Votre avis sur les retrouvailles Wade-Macky…
C’est quelque chose à saluer pour tout ce que le Président Wade représente pour ce pays en termes de conquête démocratique. C’est lui le précurseur. On a beau théoriser, mais il a beaucoup participé à la formation du président Sall. On ne peut que saluer cette réconciliation qui est heureuse, c’est le contentieux qui était malheureux. Tous les deux peuvent apporter beaucoup de choses : le Président Wade, pour son capital expérience, vu le réseau qu’il a, etc. peut apporter à ce pays en construction. Pour leur différend, c’était regrettable mais aussi il était inévitable. Car, comme disait Kennedy, ce qui les opposait, c’était pas des contentieux, mais des ambitions qui convergeaient. Wade ayant une ambition pour son fils et l’autre voulait devenir Président. Nécessairement, il devait y avoir séparation à un moment donné. Ce qui signifie simplement,  pour nous de la masse, que ces acteurs politiques quelques fois font semblant d’être en guerre alors qu’ils ont les mêmes ambitions. Il faut saluer aussi l’action du marabout dont l’appui en tant que négociateur a été déterminant dans ce processus.
Les locales reportées, recomposition de grands partis possible, combine par ci, manigance par là Comment entrevoyez-vous tout cela ?
Le jeu politique est ainsi fait. De toutes manières, cela ressemble plus à un jeu de poker qu’un jeu politique. Ça  n’a rien de politique. Il peut bien y avoir de combines comme à l’a vu récemment où on disait Madické Niang était un pion de Macky pour qu’il ait une majorité afin de libérer Karim etc. Franchement je considère que le peuple sénégalais est de loin devant les acteurs politiques. Ces derniers peuvent faire n’importe quel schéma mais ce qui est déterminant c’est l’urne. Et comme disait feu Djibo Ka, l’électeur, c’est un électron libre. Mais c’est ce qui est constant, c’est qu’il y a un jeu de dupes qui n’intéresse pas les sénégalais. Les gens souffrent, ils s’intéressent plus à leurs conditions qu’à autre chose. C’est les questions qu’on doit poser et non les schémas du vieux et du jeune.
Comment votre mouvement devrait-il se comporter face aux prochaines échéances ?

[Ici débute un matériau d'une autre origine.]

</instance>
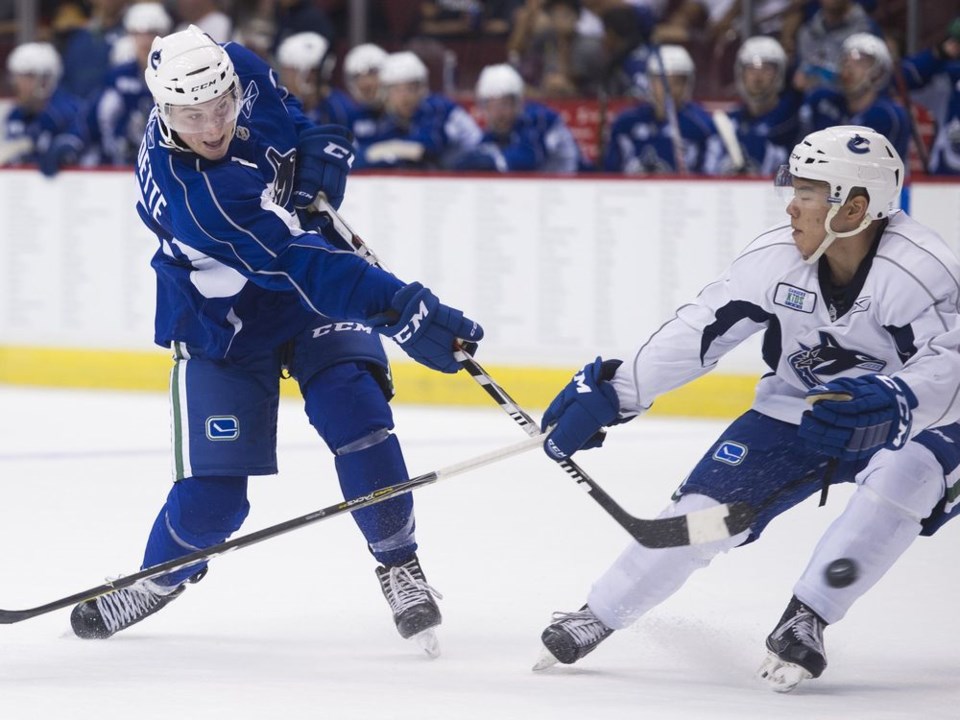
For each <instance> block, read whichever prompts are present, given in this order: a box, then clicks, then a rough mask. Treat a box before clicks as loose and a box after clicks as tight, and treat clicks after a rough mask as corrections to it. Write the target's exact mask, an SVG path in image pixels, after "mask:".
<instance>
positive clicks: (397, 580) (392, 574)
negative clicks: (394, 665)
mask: <svg viewBox="0 0 960 720" xmlns="http://www.w3.org/2000/svg"><path fill="white" fill-rule="evenodd" d="M377 579H379V580H380V589H381V590H383V596H384V597H385V598H386V599H387V602H388V603H390V609H391V610H393V622H394V623H396V625H397V632H399V633H400V637H402V638H412V637H416V638H417V640H418V642H420V644H421V645H422V646H423V648H424V650H426V652H427V654H428V655H430V656H431V657H436V655H438V654H439V646H438V645H437V642H436V636H435V634H434V633H433V632H432V628H435V627H436V626H437V625H439V624H440V621H441V619H442V618H441V617H440V608H439V607H437V603H436V601H435V600H434V599H433V598H434V597H436V598H440V599H442V598H443V596H442V595H441V594H440V593H438V592H437V591H436V590H435V589H434V588H432V587H431V586H430V585H428V584H427V579H426V577H424V574H423V570H422V569H421V567H420V561H419V560H418V559H417V556H416V555H414V556H413V557H412V558H410V559H409V560H407V562H405V563H403V564H402V565H391V566H383V565H381V566H380V567H378V568H377ZM428 631H430V632H428Z"/></svg>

Nous à ‘’Intelligence républicaine’’, nous nous positionnons afin d’apporter un discours nouveau dans l’espace politique. Le discours nouveau c’est de se poser la question simple à savoir pourquoi on s’engage. On a fait de sorte que dans ce pays, la politique est devenue un métier alors qu’elle devait être un engagement. Notre action c’est la conscientisation pour changer le discours politique. Devant un discours qui essaie de nous faire croire que pour exister matériellement il faut faire la politique, il faut un autre discours plus puissant qui démontre plutôt que c’est un sacerdoce et un engagement noble. Il faut de nouvelles idées pour développer ce pays et il n’y a de secret, la base c’est la formation, l’éducation. La roue existe, il ne faut pas la réinventer. A voir le sommet Afrique Russie, on voit que les choses bougent. Obtenir une station de pouvoir, c’est être dans une situation où on peut créer de la valeur. Maintenant s’il le faut faire comme les autres, cela n’en vaut pas la peine. Dans une démarche incrémentale, nous allons progresser et pour les prochaines locales déjà on y sera, même avec des alliances.